Several less-known cannabis compounds, especially cannabidiolic acid (CBDA) and cannabigerol (CBG), have been found to be effective for chronic pain and other conditions in animal studies. Unfortunately, they have rarely been studied in humans and are not yet as widely available as THC or CBD. However, increasing numbers of clinicians have reported that their patients find them helpful for some types of chronic pain.
I find that CBDA can be very helpful for inflammatory types of pain; it’s now one of my standard tools for patients with inflammatory pain conditions such as rheumatoid arthritis. While some patients with these conditions may not achieve complete pain relief with CBDA alone, some have achieved complete or partial remission of their arthritis at high doses of 100 to 200 mg/day. I also find that CBDA combined with CBD can be especially helpful in older adults with osteoarthritis. I recommend 1:1 CBD:CBDA in an oral or sublingual dose starting at around 10 to 15 mg of CBD and CBDA twice daily, and, if needed, titrating up to as high as 50 to 100 mg of each twice daily.
Adding CBG to other cannabinoids such as CBD and THC can help relieve osteoarthritis and neuropathic pain in some patients.
I’ve also found that full-spectrum CBDA hemp oil in sublingual, oral, or topical form can be very effective for relieving muscle soreness from minor trauma or overexercise. I’ve recently seen increasing numbers of athletes who use CBD and CBDA for minor, post-exercise soreness and find it very helpful. That’s a welcome change, given that CBD and CBDA are safer in the long run than conventional medications such as Advil and Tylenol.

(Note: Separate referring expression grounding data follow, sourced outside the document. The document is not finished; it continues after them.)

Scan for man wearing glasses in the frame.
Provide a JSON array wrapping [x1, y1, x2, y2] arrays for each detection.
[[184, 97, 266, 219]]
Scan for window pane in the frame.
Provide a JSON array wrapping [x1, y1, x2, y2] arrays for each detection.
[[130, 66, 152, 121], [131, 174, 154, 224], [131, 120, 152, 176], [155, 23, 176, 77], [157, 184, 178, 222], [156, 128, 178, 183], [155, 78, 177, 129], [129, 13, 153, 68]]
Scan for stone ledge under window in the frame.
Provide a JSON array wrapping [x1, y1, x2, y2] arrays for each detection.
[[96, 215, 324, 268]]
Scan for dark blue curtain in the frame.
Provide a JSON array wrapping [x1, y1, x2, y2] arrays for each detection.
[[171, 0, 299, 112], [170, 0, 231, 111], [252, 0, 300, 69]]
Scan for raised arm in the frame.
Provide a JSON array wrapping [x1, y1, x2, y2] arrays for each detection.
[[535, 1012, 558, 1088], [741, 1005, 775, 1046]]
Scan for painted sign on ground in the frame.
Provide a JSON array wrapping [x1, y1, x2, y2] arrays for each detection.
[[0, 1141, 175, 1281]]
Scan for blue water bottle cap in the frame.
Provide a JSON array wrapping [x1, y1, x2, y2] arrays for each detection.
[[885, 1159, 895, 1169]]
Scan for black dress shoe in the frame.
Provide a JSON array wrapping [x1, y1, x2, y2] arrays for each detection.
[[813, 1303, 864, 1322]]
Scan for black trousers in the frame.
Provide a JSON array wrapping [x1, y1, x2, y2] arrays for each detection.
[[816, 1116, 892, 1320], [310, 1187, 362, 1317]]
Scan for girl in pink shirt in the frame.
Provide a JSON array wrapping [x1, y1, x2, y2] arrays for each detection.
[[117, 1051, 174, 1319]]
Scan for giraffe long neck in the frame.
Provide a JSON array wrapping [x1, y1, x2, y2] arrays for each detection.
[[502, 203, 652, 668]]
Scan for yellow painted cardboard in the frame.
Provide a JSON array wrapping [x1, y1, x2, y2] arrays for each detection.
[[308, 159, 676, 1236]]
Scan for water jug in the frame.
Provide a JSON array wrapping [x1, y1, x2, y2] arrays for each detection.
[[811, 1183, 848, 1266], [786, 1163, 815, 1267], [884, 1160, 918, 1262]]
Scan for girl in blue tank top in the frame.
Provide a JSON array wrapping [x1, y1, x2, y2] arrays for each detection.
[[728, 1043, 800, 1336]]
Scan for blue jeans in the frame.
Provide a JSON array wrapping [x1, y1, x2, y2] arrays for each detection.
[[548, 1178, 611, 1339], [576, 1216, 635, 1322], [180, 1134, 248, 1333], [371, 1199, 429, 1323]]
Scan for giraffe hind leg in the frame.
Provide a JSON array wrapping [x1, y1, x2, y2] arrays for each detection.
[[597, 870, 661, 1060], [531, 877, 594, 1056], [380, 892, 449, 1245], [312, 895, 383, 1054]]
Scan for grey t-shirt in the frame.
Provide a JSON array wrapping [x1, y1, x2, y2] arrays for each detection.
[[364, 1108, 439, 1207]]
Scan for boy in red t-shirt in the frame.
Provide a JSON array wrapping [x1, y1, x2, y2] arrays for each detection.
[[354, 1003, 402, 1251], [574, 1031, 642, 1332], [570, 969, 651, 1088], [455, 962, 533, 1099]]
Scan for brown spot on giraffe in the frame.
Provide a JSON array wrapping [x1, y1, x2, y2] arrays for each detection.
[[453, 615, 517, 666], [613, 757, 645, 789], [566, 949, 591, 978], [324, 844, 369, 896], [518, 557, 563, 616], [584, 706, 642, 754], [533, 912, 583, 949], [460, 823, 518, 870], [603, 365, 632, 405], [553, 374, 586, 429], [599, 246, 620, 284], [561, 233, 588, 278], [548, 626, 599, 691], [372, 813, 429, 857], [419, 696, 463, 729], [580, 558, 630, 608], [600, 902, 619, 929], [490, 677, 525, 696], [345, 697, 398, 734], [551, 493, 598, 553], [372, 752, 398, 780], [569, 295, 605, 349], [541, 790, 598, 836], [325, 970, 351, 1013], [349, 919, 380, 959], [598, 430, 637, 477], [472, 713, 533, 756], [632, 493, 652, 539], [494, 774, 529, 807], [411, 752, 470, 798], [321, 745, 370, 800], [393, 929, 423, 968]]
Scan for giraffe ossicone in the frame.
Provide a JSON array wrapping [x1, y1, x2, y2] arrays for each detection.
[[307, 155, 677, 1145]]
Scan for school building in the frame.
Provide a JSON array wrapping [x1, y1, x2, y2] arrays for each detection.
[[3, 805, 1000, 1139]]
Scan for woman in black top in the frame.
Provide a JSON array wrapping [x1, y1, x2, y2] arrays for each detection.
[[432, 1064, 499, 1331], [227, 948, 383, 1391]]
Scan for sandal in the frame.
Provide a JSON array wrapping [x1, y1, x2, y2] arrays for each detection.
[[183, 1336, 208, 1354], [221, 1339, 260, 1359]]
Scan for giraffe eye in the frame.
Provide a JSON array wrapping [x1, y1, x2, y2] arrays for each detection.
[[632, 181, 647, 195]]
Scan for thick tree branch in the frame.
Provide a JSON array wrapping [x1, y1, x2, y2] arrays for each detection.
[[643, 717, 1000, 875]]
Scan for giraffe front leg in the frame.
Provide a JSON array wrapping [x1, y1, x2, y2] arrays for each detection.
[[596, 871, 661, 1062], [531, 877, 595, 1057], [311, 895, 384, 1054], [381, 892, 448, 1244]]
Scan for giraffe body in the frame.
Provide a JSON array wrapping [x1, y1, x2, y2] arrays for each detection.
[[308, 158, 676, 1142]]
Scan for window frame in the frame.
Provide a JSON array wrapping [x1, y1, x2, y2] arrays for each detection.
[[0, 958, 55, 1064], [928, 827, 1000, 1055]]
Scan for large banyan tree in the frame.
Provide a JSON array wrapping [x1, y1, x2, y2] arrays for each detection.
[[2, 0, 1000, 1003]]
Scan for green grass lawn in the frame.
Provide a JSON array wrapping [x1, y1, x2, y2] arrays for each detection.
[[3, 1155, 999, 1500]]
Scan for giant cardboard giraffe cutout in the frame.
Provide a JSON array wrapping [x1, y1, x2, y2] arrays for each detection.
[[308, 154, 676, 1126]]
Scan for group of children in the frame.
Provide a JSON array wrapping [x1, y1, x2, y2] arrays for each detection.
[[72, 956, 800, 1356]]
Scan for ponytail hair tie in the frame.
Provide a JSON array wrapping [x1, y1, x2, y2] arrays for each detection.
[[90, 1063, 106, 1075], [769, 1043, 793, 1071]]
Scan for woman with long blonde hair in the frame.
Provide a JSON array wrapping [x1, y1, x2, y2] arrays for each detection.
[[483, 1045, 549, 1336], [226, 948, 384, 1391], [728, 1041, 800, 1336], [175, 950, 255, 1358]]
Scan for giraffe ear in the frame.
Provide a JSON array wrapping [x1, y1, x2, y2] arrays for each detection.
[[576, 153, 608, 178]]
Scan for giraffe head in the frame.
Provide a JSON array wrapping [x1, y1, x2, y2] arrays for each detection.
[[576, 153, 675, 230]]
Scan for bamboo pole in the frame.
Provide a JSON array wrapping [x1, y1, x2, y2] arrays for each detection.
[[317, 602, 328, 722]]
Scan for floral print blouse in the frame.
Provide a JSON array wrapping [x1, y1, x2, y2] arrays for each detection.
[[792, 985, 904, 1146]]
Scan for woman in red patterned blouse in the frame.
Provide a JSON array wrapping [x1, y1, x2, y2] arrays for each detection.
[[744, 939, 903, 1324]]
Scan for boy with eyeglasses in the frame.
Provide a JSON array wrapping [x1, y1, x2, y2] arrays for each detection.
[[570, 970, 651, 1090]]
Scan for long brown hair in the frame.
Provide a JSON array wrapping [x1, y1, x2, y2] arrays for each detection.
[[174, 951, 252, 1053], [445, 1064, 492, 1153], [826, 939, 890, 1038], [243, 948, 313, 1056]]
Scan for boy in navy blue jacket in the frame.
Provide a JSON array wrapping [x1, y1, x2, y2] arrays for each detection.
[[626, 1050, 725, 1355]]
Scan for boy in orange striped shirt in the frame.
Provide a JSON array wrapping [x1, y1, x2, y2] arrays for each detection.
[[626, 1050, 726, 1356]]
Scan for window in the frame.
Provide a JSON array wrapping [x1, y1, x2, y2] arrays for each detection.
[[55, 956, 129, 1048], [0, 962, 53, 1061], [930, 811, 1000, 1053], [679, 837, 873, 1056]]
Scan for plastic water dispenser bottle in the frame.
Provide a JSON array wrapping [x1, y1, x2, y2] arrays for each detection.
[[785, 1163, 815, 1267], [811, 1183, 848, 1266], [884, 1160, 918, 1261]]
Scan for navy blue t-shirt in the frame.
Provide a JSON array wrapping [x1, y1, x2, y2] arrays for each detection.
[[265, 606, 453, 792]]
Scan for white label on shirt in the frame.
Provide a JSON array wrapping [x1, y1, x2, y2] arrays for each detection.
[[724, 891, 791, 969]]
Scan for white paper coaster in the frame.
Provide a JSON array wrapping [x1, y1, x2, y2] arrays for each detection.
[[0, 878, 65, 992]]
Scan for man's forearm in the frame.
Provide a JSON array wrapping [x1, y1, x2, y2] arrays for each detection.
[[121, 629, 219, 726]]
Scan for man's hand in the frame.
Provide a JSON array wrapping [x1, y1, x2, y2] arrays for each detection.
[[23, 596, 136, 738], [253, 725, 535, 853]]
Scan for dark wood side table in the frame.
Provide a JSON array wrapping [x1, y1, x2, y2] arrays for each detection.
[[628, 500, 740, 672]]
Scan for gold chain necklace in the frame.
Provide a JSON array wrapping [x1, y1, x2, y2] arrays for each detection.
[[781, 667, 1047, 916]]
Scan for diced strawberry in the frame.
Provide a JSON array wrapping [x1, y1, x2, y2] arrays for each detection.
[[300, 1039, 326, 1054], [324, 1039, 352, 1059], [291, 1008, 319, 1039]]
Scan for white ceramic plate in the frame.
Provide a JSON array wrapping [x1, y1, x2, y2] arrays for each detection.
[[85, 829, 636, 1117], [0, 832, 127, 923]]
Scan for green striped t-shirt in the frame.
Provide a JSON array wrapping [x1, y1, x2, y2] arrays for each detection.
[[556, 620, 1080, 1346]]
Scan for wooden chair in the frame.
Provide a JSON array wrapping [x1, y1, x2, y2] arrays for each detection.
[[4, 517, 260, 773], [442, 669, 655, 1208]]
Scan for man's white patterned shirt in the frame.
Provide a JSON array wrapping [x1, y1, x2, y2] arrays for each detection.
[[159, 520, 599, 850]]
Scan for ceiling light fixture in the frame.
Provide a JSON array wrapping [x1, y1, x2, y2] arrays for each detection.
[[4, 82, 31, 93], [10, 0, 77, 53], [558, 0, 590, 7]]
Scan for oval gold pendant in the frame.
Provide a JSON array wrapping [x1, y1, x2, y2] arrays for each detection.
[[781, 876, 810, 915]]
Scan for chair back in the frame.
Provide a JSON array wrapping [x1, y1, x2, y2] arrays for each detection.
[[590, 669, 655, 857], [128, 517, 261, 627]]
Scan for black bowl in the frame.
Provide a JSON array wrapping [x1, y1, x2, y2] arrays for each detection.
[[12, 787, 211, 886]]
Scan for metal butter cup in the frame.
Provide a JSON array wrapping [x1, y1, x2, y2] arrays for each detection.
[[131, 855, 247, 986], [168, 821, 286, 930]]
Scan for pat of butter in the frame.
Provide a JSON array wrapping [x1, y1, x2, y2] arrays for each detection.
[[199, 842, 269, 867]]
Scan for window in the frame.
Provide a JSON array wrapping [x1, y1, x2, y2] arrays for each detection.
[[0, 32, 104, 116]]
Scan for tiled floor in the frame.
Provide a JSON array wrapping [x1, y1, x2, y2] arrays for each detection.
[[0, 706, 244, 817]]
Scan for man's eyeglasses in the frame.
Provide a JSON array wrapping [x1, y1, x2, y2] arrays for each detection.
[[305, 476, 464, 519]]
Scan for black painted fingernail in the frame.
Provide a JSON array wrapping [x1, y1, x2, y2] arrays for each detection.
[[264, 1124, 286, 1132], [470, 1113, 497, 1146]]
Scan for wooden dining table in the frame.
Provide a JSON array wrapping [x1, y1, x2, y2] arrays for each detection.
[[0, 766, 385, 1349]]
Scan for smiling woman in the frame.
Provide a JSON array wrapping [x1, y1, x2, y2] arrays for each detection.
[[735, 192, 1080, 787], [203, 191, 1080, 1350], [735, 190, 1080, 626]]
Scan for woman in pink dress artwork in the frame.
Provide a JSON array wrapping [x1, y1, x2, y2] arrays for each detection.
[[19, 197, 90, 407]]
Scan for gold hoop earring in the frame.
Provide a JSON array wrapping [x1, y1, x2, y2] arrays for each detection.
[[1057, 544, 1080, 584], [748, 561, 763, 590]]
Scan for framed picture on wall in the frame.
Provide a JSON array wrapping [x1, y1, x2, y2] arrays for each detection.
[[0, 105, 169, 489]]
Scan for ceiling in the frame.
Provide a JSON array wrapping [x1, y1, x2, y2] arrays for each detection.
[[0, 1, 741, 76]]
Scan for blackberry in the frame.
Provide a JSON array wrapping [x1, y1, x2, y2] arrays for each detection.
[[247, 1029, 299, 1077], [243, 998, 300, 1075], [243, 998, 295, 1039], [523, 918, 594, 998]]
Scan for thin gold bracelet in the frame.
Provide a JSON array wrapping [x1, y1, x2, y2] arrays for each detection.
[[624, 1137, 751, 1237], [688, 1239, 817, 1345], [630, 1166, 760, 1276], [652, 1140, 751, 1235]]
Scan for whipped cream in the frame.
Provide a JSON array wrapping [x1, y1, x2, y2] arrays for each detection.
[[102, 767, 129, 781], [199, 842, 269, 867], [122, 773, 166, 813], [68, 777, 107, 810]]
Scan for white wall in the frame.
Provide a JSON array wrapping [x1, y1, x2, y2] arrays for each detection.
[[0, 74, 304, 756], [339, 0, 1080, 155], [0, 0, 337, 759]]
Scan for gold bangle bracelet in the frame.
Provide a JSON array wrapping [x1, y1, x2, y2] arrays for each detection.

Adding CBG to other cannabinoids such as CBD and THC can help relieve osteoarthritis and neuropathic pain in some patients. CBG is also helpful for decreasing anxiety. However, it shouldn’t be taken at night because it can be rather stimulating and may interfere with sleep. For those patients who are sensitive to any amount of THC during the day, I find that using a combination of CBD, CBDA, and CBG in the morning can be very helpful for several types of pain, including neuropathic pain and inflammatory pain from osteoarthritis and other conditions. Similar to CBDA, the CBG dose is typically much lower than CBD, in the 5 to 10 mg range, taken once daily in the morning.
Finally, whatever your smallest effective dose is, that’s your best dose! “Stop when you get to where you need to go.” You’ll also save money.